The Adversarial Consistency of Surrogate Risks for Binary Classification
Natalie Frank, Jonathan Niles-Weed
TL;DR
This work provides a complete characterization of adversarially consistent surrogate losses for robust binary classification under $\epsilon$-ball perturbations. It identifies a precise necessary-and-sufficient condition, $C_\phi^*(\tfrac{1}{2}) < \phi(0)$, under which a surrogate is adversarially consistent, and demonstrates that common convex losses fail while the $\rho$-margin loss and shifted sigmoid satisfy. The authors leverage minimax duality with $W_\infty$ perturbation sets to relate adversarial risks to dual objectives, and they prove a quantitative excess-risk bound for the $\rho$-margin loss, showing that minimizing its adversarial surrogate risk effectively reduces the adversarial classification error.
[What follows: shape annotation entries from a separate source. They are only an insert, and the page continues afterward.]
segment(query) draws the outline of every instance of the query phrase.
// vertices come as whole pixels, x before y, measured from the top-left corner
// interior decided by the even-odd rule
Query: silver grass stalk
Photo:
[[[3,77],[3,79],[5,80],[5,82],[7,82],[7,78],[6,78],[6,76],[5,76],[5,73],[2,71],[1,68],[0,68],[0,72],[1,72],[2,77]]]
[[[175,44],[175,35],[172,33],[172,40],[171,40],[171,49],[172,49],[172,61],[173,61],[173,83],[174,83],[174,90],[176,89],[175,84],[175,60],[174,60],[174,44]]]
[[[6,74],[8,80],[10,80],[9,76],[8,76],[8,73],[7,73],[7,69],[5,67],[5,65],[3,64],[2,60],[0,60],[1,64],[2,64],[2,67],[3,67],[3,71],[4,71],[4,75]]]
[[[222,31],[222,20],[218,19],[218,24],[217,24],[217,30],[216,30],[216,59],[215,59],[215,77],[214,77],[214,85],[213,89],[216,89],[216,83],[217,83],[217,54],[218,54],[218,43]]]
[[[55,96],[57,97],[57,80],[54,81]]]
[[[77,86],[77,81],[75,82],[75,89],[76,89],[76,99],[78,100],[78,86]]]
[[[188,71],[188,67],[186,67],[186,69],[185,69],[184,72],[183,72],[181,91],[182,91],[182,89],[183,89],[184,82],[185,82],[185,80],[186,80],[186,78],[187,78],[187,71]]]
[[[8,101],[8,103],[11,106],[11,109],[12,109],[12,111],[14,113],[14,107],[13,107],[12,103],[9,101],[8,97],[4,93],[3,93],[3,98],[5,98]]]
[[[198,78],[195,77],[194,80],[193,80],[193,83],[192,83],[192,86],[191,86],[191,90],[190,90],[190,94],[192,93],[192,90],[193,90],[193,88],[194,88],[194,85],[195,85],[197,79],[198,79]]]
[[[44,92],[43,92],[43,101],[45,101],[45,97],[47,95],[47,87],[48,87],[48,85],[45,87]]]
These results guide the design of surrogate losses for robust learning and lay groundwork for extending the theory to other perturbation models and loss families.
Abstract
We study the consistency of surrogate risks for robust binary classification. It is common to learn robust classifiers by adversarial training, which seeks to minimize the expected $0$-$1$ loss when each example can be maliciously corrupted within a small ball. We give a simple and complete characterization of the set of surrogate loss functions that are \emph{consistent}, i.e., that can replace the $0$-$1$ loss without affecting the minimizing sequences of the original adversarial risk, for any data distribution. We also prove a quantitative version of adversarial consistency for the $ρ$-margin loss. Our results reveal that the class of adversarially consistent surrogates is substantially smaller than in the standard setting, where many common surrogates are known to be consistent.